BlockReader类的创建代码调用的是BlockReaderFactory类中的build函数,代码如下:
/**
* Build a BlockReader with the given options.
*
* This function will do the best it can to create a block reader that meets
* all of our requirements. We prefer short-circuit block readers
* (BlockReaderLocal and BlockReaderLocalLegacy) over remote ones, since the
* former avoid the overhead of socket communication. If short-circuit is
* unavailable, our next fallback is data transfer over UNIX domain sockets,
* if dfs.client.domain.socket.data.traffic has been enabled. If that doesn't
* work, we will try to create a remote block reader that operates over TCP
* sockets.
*
* There are a few caches that are important here.
*
* The ShortCircuitCache stores file descriptor objects which have been passed
* from the DataNode.
*
* The DomainSocketFactory stores information about UNIX domain socket paths
* that we not been able to use in the past, so that we don't waste time
* retrying them over and over. (Like all the caches, it does have a timeout,
* though.)
*
* The PeerCache stores peers that we have used in the past. If we can reuse
* one of these peers, we avoid the overhead of re-opening a socket. However,
* if the socket has been timed out on the remote end, our attempt to reuse
* the socket may end with an IOException. For that reason, we limit our
* attempts at socket reuse to dfs.client.cached.conn.retry times. After
* that, we create new sockets. This avoids the problem where a thread tries
* to talk to a peer that it hasn't talked to in a while, and has to clean out
* every entry in a socket cache full of stale entries.
*
* @return The new BlockReader. We will not return null.
*
* @throws InvalidToken
* If the block token was invalid.
* InvalidEncryptionKeyException
* If the encryption key was invalid.
* Other IOException
* If there was another problem.
*/
public BlockReader build() throws IOException {
BlockReader reader = null;
Preconditions.checkNotNull(configuration);
//如果允许短路读操作
if (conf.shortCircuitLocalReads && allowShortCircuitLocalReads) {
//判断是否支持老版本(HDFS-2246)的短路读,这种情况是通过RPC从datanode上获取文件路径,
//然后客户端直接通过该文件路径读取数据,不过由于这种方式可以浏览文件所有数据,所以是不太安全的。

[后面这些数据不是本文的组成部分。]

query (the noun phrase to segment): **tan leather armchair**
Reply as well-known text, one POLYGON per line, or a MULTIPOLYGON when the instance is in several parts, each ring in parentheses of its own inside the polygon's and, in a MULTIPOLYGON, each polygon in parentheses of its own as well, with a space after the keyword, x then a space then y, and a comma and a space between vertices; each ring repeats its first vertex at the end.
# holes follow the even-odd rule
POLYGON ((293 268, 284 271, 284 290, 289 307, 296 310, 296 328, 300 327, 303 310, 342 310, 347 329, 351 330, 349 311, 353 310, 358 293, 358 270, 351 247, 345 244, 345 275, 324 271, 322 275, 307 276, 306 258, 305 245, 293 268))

if (clientContext.getUseLegacyBlockReaderLocal()) {
//获取BlockReaderLocalLegacy类对象
reader = getLegacyBlockReaderLocal();
if (reader != null) {
if (LOG.isTraceEnabled()) {
LOG.trace(this + ": returning new legacy block reader local.");
}
return reader;
}
} else {//如果不支持老版本的短路读,那么就进行新版(HDFS-347)的短路读
reader = getBlockReaderLocal();
if (reader != null) {
if (LOG.isTraceEnabled()) {
LOG.trace(this + ": returning new block reader local.");
}
return reader;
}
}
}
if (conf.domainSocketDataTraffic) {
reader = getRemoteBlockReaderFromDomain();
if (reader != null) {
if (LOG.isTraceEnabled()) {
LOG.trace(this + ": returning new remote block reader using " +
"UNIX domain socket on " + pathInfo.getPath());
}
return reader;
}
}
Preconditions.checkState(!DFSInputStream.tcpReadsDisabledForTesting,
"TCP reads were disabled for testing, but we failed to " +
"do a non-TCP read.");
return getRemoteBlockReaderFromTcp();
}
从代码中我们可以看到主要有四种创建BlockReader类对象的方式,分别为:
1、getLegacyBlockReaderLocal()
2、getBlockReaderLocal()
3、getRemoteBlockReaderFromDomain()
4、getRemoteBlockReaderFromTcp()
接下来我们针对这四个创建BlockReader类对象来进行分析
getLegacyBlockReaderLocal函数
该代码如下:
/**
* Get {@link BlockReaderLocalLegacy} for short circuited local reads.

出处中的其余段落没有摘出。